Я кивнул. Он кивнул в ответ, а санитары уже выводили его из палаты. Вошла сестра, вставила ключ в мой обезболивающий воротник, изменила настройку, и я почти сразу же уснул.
Но все было в порядке. Он понял. И, может быть, еще не поздно…
В следующие дни никто не говорил мне, что происходит. Мама в больнице почти не бывала. Я надеялся, что все обстоит хорошо; если бы началась война, то уж, конечно, кто-нибудь да проговорился бы, верно?
А я лежал тут, прикованный к ускорителям регенерации! Я даже до туалета добраться не мог, но школьные задания мне приносили. Выходило, что меня уже наказывают.
Потом за всю среду — ни единого посетителя. И все равно никто не объяснил мне, что происходит. Даже когда сказали, что в четверг меня выпишут, мне не стало легче. Ночью я почти не сомкнул глаз.
Меня отключили от регенераторов, проверили на приборах, осмотрели и выписали. Пришлось надеть грязную одежду — ничего другого у меня не было. Я сидел в палате, ждал, когда кто-нибудь за мной приедет, и чувствовал себя жутко несчастным… пока в дверь не вошел папа.
Он обнял меня очень устало, я начал задавать ему миллион вопросов, но он велел подождать. Я чуть не лопнул, пока мы шли к машине.
Когда мы забрались в нее, он снова меня обнял и держал так долго-долго.
— Как ты узнал, Кев?
— Ну как-то так. Когда увидел родителей Йиналу в контакте, то сообразил, что к чему.
— Погоди! Его родителей?
Я рассказал, как все произошло с самого начала. В первый раз за последнее время я рассказывал, а меня внимательно слушали.
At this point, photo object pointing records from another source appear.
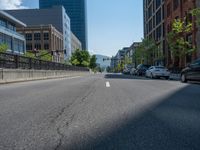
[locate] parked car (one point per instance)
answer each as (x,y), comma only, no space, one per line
(157,72)
(141,69)
(133,71)
(127,69)
(192,72)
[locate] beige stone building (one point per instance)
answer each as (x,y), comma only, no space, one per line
(75,43)
(44,37)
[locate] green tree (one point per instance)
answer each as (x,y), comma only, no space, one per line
(3,47)
(41,54)
(127,60)
(93,62)
(196,13)
(80,58)
(178,45)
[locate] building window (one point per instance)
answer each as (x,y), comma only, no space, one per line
(158,17)
(18,46)
(168,9)
(37,36)
(46,46)
(38,46)
(29,47)
(158,33)
(158,3)
(175,4)
(28,37)
(46,36)
(2,22)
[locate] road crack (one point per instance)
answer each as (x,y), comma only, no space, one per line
(58,129)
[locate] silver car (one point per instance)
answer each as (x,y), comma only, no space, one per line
(157,72)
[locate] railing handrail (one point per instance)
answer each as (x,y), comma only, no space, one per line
(9,60)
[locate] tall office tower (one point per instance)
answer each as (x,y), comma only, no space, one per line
(154,27)
(55,16)
(76,9)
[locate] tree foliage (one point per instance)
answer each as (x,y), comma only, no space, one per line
(178,45)
(147,52)
(93,64)
(196,13)
(80,58)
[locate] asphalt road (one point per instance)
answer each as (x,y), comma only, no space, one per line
(103,112)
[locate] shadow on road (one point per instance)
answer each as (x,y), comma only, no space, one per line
(123,76)
(173,124)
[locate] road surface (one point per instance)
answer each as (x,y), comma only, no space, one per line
(103,112)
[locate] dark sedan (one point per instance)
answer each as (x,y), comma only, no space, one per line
(192,72)
(141,69)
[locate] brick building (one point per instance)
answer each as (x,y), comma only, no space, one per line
(154,24)
(180,9)
(44,37)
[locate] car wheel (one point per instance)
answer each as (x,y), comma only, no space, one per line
(183,78)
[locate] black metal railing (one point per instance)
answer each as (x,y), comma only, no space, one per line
(13,61)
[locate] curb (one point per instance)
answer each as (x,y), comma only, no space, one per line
(43,78)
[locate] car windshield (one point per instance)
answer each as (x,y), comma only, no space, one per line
(159,67)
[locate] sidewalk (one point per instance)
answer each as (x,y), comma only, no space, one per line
(174,76)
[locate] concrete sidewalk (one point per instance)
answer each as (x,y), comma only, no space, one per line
(20,75)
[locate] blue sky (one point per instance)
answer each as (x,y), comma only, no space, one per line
(112,24)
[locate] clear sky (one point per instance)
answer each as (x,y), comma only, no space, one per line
(112,24)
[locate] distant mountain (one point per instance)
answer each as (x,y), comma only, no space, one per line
(102,63)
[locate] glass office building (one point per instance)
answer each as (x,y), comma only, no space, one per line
(9,36)
(76,10)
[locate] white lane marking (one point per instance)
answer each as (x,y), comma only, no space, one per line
(107,84)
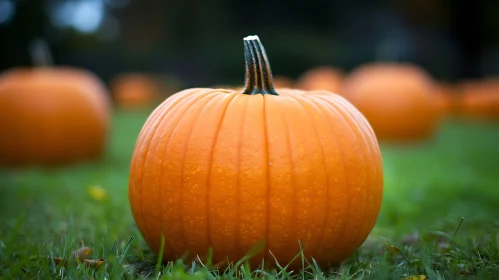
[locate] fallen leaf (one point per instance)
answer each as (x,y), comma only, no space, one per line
(415,277)
(81,253)
(79,256)
(97,193)
(410,239)
(94,263)
(59,261)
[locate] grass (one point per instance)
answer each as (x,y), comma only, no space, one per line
(440,216)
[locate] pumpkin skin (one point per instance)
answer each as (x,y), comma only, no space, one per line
(135,91)
(281,81)
(397,99)
(227,169)
(321,78)
(446,99)
(479,99)
(52,116)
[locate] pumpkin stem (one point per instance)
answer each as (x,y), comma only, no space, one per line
(40,53)
(258,74)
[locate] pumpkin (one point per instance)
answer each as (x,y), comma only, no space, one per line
(281,81)
(229,170)
(397,99)
(321,78)
(134,91)
(479,99)
(51,115)
(446,99)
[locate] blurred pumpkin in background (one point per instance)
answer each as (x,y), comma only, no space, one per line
(446,98)
(51,114)
(135,90)
(321,78)
(231,169)
(397,99)
(479,99)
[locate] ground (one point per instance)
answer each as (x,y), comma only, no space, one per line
(439,219)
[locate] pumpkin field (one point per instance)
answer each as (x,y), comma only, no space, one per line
(130,150)
(438,218)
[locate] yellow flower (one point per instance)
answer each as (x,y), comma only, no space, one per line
(97,192)
(415,277)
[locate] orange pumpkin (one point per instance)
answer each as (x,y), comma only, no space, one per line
(446,98)
(134,90)
(52,115)
(321,78)
(281,81)
(228,169)
(397,99)
(479,99)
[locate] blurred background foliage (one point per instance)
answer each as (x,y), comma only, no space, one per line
(200,42)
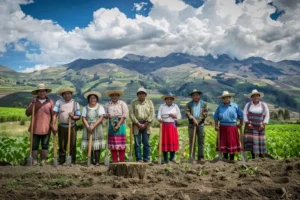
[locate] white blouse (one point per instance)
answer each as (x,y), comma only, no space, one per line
(165,109)
(257,109)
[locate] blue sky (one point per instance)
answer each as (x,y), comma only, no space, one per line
(89,32)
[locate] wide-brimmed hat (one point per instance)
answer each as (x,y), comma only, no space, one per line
(169,95)
(61,91)
(226,94)
(141,90)
(41,86)
(97,94)
(110,92)
(196,91)
(255,92)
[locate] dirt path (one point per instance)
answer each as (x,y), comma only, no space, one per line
(258,179)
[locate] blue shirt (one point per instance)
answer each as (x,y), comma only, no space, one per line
(228,115)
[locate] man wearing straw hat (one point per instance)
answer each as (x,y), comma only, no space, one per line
(196,112)
(256,116)
(42,125)
(64,109)
(227,114)
(116,111)
(142,114)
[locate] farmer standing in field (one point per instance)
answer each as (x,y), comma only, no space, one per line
(116,111)
(142,114)
(256,116)
(226,117)
(168,114)
(64,109)
(196,112)
(92,117)
(42,125)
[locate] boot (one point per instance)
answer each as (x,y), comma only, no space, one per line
(44,156)
(34,157)
(97,157)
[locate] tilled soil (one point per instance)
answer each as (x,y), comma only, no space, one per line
(257,179)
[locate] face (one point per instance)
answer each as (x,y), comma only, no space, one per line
(226,100)
(67,96)
(255,97)
(169,101)
(141,96)
(42,94)
(93,100)
(196,97)
(114,97)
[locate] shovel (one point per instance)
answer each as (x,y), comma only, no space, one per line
(54,151)
(160,144)
(106,159)
(193,146)
(69,158)
(130,156)
(242,144)
(29,159)
(90,148)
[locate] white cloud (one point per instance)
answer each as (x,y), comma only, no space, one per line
(239,30)
(35,68)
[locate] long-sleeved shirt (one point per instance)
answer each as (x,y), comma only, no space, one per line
(228,115)
(257,109)
(164,109)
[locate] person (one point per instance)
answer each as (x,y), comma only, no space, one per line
(92,117)
(196,112)
(256,116)
(43,122)
(64,109)
(168,114)
(226,117)
(142,114)
(116,111)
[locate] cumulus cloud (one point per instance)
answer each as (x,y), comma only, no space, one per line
(217,27)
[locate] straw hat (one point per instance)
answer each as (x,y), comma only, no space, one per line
(110,92)
(41,86)
(61,91)
(170,95)
(142,90)
(226,94)
(195,91)
(256,92)
(97,94)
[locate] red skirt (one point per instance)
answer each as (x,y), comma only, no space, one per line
(169,137)
(229,139)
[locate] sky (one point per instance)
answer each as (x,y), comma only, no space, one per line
(37,34)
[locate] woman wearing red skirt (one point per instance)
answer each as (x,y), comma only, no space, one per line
(227,115)
(168,113)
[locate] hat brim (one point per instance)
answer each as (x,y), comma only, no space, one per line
(110,92)
(166,96)
(35,92)
(61,91)
(260,94)
(226,95)
(97,94)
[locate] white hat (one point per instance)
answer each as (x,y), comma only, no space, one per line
(226,94)
(255,92)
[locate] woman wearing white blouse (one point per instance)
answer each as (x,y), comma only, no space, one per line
(168,113)
(256,116)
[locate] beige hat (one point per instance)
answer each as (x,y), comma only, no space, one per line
(110,92)
(97,94)
(195,91)
(226,94)
(256,92)
(61,91)
(40,86)
(142,90)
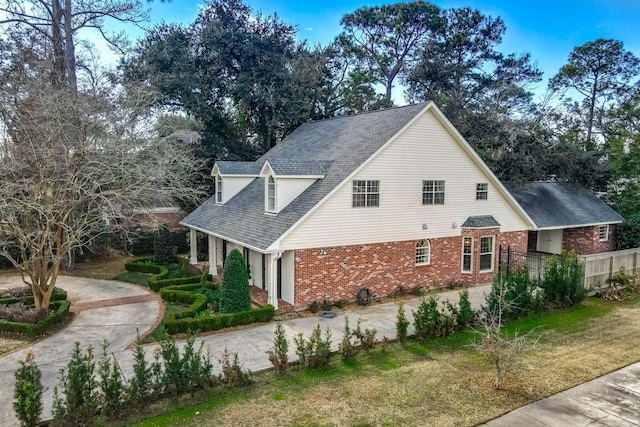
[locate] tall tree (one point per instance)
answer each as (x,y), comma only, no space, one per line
(73,162)
(58,22)
(599,71)
(480,89)
(386,37)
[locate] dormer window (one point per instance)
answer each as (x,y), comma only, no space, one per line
(271,194)
(219,189)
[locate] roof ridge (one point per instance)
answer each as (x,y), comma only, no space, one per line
(367,112)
— Ты не знаешь, он выздоровел?
— К сожалению, не знаю.
— Но ты же разговаривал с ними, верно?
Он улыбнулся, еле раздвинув губы.
— И еще как! Ты вообразить не можешь. Их социальные запреты практически нерушимы.
— Какие запреты?
Ему пришлось объяснить.
— Сынок, фрухи выражают свои чувства, сильные чувства, только через нервотрансепторы. Глубокие эмоции — это абсолютно личное. Выразить их открыто для них просто немыслимо. Даже научное обсуждение эмоций происходит с помощью нервоконтактов.
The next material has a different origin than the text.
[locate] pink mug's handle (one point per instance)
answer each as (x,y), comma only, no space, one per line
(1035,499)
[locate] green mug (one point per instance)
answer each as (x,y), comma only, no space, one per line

— Значит, они с тобой не говорили об этом?
— Отказывались, пока половина Комитета совсем не надорвалась, пытаясь их уломать. Некоторое время я опасался, что ты ошибся, но мы не отступали. Объяснили им, что человеческий страх вот-вот приведет к насилию. Именно угроза надвигающегося кризиса, скорее всего, и понудила их сломить внутреннее сопротивление.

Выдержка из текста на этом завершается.